The research team quizzed just over 700 patients attending eight hospital emergency care departments and eight walk–in centres located in hospital grounds. Patients were asked about their treatment preferences and what they thought of the treatment they had been given.

Most people went to an emergency care department first, even when a walk-in centre was available in the hospital grounds. And almost 80% of those at walk-in centres had been redirected there from emergency care departments.

A third of those being treated at a walk-in centre said they would have preferred to go to a hospital emergency care department. But only 12 to 13% of those at emergency care departments said they would have preferred a walk-in centre.

Over half of those at walk-in centres did not even realise that they were being treated in this kind of facility. Those who chose to go to a walk-in centre thought they would be seen more quickly or that it would be quicker than trying to get an appointment with their family doctor.
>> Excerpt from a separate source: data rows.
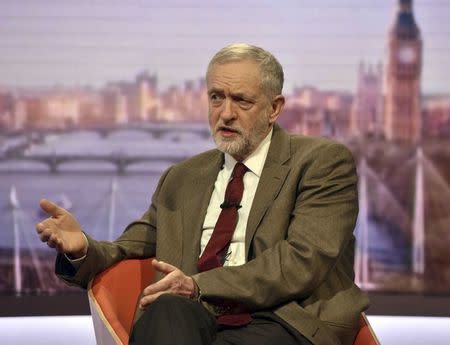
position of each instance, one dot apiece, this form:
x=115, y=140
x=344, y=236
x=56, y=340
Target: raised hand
x=175, y=282
x=61, y=231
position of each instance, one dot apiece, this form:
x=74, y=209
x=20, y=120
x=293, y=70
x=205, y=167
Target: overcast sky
x=319, y=42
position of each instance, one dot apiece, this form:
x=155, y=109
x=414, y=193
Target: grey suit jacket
x=299, y=238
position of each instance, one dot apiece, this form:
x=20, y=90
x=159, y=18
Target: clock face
x=406, y=54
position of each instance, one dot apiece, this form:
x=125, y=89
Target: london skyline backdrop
x=67, y=43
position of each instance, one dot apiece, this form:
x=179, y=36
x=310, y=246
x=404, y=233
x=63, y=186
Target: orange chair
x=114, y=293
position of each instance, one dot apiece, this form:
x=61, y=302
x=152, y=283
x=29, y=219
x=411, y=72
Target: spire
x=405, y=26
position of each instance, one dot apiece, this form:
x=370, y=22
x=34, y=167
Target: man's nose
x=228, y=112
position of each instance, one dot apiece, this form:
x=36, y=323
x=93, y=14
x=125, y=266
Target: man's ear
x=277, y=108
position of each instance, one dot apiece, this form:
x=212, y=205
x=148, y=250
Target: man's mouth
x=227, y=131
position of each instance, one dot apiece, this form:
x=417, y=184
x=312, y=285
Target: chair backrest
x=113, y=296
x=114, y=293
x=366, y=335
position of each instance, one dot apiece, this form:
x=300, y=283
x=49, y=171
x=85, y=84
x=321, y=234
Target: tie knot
x=239, y=170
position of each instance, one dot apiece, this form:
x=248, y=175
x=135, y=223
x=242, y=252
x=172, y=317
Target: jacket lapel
x=272, y=179
x=194, y=210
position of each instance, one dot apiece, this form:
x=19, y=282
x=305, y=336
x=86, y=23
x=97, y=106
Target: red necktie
x=215, y=252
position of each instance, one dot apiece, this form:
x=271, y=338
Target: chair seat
x=114, y=294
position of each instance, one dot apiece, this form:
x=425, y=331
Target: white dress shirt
x=255, y=163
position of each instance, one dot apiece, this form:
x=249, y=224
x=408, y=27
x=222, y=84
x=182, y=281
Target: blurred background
x=98, y=97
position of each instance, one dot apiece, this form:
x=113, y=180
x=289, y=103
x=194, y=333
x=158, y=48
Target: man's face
x=239, y=109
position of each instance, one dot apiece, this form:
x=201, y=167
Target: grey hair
x=272, y=76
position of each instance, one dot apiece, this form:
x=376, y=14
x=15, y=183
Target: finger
x=40, y=227
x=159, y=286
x=44, y=236
x=51, y=208
x=163, y=267
x=52, y=241
x=146, y=300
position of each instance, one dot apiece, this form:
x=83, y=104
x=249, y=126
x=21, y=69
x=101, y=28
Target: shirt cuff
x=76, y=263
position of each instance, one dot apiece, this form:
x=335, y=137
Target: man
x=288, y=203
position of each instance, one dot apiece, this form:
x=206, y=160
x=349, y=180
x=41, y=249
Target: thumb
x=163, y=267
x=51, y=208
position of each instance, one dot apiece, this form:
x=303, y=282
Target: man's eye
x=244, y=104
x=215, y=98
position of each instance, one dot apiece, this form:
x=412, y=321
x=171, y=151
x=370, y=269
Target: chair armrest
x=113, y=297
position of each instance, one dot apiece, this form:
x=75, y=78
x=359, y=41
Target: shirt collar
x=254, y=162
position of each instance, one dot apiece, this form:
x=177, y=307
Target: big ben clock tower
x=402, y=120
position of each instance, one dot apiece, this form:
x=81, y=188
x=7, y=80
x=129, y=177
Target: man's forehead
x=240, y=75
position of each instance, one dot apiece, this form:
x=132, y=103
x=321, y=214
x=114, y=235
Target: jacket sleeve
x=137, y=241
x=320, y=230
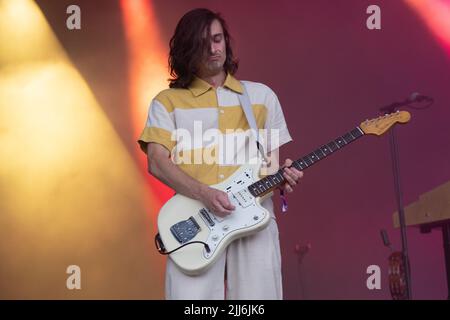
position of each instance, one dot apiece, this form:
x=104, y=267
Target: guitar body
x=195, y=238
x=182, y=220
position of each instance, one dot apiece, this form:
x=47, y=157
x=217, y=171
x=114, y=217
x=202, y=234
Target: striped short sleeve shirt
x=206, y=130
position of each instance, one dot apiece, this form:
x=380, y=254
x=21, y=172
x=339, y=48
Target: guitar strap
x=244, y=99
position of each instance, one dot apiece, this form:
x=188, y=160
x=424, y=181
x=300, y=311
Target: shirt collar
x=199, y=86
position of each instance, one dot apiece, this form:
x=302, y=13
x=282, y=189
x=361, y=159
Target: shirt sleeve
x=277, y=131
x=159, y=127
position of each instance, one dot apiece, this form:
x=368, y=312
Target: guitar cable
x=162, y=250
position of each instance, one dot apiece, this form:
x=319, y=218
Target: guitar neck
x=271, y=182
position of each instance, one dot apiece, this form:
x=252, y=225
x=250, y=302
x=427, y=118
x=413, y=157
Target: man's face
x=215, y=55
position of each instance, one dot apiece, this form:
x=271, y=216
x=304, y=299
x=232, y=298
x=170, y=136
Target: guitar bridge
x=185, y=230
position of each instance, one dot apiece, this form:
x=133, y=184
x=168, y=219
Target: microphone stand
x=398, y=192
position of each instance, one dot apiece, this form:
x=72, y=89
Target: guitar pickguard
x=246, y=214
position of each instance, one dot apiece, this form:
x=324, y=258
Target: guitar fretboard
x=270, y=182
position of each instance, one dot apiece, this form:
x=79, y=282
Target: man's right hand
x=216, y=201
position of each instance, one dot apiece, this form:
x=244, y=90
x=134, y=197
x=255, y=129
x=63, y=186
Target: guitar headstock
x=380, y=125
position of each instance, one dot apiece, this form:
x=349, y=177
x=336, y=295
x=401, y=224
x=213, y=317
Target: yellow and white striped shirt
x=201, y=108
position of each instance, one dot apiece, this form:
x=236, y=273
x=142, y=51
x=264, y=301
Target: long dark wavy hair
x=188, y=45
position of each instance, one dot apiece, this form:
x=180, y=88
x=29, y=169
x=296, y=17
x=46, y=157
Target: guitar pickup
x=205, y=215
x=185, y=230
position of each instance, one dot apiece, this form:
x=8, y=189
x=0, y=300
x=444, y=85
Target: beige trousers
x=252, y=265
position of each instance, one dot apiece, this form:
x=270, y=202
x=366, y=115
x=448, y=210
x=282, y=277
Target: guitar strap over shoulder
x=244, y=99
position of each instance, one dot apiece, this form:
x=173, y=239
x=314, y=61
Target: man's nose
x=214, y=47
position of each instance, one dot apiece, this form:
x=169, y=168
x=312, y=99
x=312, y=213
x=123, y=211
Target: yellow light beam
x=70, y=193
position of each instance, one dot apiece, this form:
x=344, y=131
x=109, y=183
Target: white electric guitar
x=194, y=237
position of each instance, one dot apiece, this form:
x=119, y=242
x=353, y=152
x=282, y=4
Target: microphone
x=414, y=97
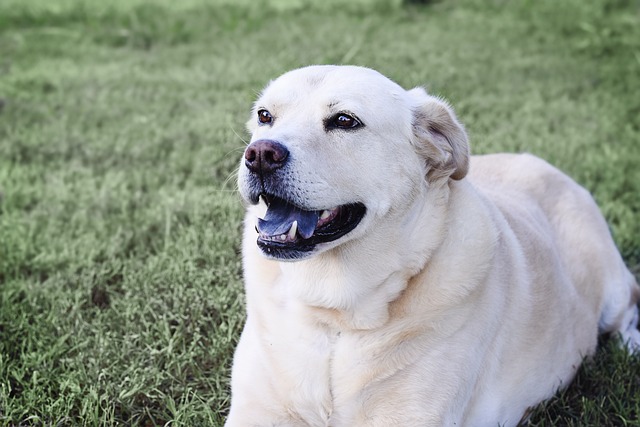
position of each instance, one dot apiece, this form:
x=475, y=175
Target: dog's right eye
x=265, y=117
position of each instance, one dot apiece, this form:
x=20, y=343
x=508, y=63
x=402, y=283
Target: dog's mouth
x=290, y=232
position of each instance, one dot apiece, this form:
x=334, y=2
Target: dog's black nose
x=264, y=156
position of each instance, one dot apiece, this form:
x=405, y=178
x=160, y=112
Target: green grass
x=121, y=126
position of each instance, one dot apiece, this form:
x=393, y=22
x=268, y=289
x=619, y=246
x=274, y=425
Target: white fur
x=458, y=300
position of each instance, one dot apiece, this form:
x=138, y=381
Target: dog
x=394, y=280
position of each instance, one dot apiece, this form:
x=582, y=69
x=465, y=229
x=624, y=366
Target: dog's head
x=338, y=151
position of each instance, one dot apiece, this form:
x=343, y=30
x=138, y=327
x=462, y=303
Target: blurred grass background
x=121, y=126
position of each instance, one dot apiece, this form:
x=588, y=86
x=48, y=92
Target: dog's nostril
x=265, y=156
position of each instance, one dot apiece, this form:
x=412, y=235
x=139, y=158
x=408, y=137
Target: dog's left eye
x=344, y=121
x=265, y=117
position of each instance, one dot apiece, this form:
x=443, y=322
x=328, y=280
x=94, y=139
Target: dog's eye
x=344, y=121
x=264, y=117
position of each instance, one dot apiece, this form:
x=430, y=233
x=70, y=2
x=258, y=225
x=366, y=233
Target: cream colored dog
x=392, y=280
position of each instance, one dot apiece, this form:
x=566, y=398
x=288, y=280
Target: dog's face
x=337, y=152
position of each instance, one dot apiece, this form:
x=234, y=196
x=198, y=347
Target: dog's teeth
x=293, y=230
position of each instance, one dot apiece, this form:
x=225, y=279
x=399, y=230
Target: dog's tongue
x=280, y=217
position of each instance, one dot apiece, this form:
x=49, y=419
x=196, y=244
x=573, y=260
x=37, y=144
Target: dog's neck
x=351, y=286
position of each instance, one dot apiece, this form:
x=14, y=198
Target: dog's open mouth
x=288, y=231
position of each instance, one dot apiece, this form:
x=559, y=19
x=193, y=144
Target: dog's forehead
x=332, y=86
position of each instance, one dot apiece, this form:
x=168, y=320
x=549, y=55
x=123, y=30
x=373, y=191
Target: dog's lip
x=302, y=229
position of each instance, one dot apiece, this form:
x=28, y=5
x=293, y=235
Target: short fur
x=471, y=290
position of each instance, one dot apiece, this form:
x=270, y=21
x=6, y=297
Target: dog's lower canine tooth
x=293, y=230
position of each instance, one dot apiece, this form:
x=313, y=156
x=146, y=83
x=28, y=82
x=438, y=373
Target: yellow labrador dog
x=393, y=280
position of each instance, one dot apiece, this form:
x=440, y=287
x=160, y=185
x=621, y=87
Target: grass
x=121, y=125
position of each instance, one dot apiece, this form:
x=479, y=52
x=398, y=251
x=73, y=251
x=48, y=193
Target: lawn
x=122, y=125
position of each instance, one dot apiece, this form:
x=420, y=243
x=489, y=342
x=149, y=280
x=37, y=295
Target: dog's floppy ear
x=439, y=136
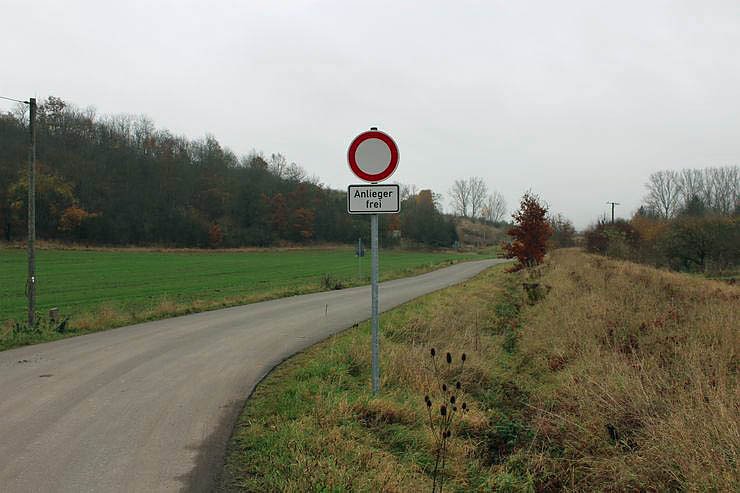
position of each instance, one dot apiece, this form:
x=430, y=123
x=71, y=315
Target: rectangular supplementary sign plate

There was no difference in the satisfaction levels patients expressed with either type of care.

“The [government] policy aim of establishing walk-in centres to improve access to care appears to have been lost or subsumed by a more immediate demand to reduce A&E workload and waiting times,” say the authors.

They add: “There is no evidence from the data available that walk-in centres colocated with A&E departments have achieved the aim of increasing patient choice, preferences or satisfaction with care received.”